Distributed Data Association in Smart Camera Networks via Dual Decomposition
Jiuqing Wan, Yuting Nie, Li Liu

TL;DR
This paper introduces distributed algorithms based on dual decomposition for data association in smart camera networks, enabling local processing and efficient consensus among cameras for large-scale visual surveillance.
Contribution
It formulates data association as an Integer Programming problem and proposes two novel distributed algorithms, L-DD and Q-DD, that are flexible and incorporate various feature matching techniques.
Findings
Algorithms achieve high accuracy in real-world datasets.

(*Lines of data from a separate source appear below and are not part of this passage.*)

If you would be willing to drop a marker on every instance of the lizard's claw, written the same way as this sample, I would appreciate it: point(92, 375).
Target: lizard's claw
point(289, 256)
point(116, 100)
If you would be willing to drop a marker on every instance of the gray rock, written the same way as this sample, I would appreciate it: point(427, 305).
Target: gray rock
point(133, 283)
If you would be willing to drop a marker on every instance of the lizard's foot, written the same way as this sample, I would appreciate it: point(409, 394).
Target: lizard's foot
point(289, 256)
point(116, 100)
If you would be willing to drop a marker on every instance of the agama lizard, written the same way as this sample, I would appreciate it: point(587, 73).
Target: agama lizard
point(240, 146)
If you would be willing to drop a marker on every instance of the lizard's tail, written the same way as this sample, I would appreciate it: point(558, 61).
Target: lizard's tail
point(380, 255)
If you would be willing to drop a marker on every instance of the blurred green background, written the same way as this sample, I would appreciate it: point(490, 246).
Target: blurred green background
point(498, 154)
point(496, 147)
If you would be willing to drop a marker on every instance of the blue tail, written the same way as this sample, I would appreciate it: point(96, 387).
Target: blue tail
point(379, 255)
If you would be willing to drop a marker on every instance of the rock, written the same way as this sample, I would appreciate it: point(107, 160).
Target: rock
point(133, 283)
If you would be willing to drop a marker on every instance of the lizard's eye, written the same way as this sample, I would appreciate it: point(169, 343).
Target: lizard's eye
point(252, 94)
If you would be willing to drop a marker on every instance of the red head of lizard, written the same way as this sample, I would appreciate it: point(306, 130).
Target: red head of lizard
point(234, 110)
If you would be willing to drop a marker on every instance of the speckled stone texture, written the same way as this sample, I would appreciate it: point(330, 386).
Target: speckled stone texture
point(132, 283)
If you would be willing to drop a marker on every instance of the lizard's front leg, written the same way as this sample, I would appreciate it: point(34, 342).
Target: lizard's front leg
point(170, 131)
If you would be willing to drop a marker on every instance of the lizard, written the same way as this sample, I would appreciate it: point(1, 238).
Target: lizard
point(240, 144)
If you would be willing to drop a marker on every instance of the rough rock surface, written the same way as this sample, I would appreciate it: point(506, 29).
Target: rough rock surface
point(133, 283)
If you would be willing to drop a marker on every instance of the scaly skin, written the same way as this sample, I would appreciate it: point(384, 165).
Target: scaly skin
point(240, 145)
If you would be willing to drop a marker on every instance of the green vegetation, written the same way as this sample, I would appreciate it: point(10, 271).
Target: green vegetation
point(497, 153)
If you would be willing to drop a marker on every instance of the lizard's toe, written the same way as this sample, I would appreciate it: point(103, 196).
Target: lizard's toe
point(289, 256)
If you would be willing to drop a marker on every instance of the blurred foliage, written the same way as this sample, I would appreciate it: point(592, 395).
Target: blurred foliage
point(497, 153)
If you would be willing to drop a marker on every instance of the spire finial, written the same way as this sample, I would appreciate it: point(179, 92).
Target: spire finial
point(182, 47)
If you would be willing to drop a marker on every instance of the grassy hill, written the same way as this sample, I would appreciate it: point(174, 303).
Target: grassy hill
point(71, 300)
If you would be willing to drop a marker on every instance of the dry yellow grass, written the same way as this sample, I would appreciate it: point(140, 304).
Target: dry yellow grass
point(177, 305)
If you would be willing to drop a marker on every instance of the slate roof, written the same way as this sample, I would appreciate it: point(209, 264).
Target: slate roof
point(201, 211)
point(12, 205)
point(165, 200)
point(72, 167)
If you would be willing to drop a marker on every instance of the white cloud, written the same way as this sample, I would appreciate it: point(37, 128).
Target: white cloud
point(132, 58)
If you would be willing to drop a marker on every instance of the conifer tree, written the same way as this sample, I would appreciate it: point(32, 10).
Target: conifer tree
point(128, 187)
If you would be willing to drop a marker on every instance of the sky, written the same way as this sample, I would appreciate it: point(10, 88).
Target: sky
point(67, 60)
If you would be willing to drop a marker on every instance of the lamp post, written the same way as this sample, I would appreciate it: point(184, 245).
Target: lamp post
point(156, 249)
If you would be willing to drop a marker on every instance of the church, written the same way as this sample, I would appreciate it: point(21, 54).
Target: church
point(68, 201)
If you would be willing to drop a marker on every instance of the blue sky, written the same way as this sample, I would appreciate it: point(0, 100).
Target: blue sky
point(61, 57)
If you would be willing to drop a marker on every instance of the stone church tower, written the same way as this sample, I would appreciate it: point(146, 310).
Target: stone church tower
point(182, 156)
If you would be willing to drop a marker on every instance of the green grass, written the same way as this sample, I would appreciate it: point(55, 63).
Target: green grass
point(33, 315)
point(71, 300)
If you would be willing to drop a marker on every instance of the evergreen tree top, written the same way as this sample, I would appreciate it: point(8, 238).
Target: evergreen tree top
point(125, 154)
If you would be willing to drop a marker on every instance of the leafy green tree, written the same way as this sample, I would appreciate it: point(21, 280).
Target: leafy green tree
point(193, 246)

Methods demonstrate superior speed and scalability.
Framework is adaptable to different feature extraction methods.
Abstract
One of the fundamental requirements for visual surveillance using smart camera networks is the correct association of each persons observations generated on different cameras. Recently, distributed data association that involves only local information processing on each camera node and mutual information exchanging between neighboring cameras has attracted many research interests due to its superiority in large scale applications. In this paper, we formulate the problem of data association in smart camera networks as an Integer Programming problem by introducing a set of linking variables, and propose two distributed algorithms, namely L-DD and Q-DD, to solve the Integer Programming problem using dual decomposition technique. In our algorithms, the original IP problem is decomposed into several sub-problems, which can be solved locally and efficiently on each smart camera, and then…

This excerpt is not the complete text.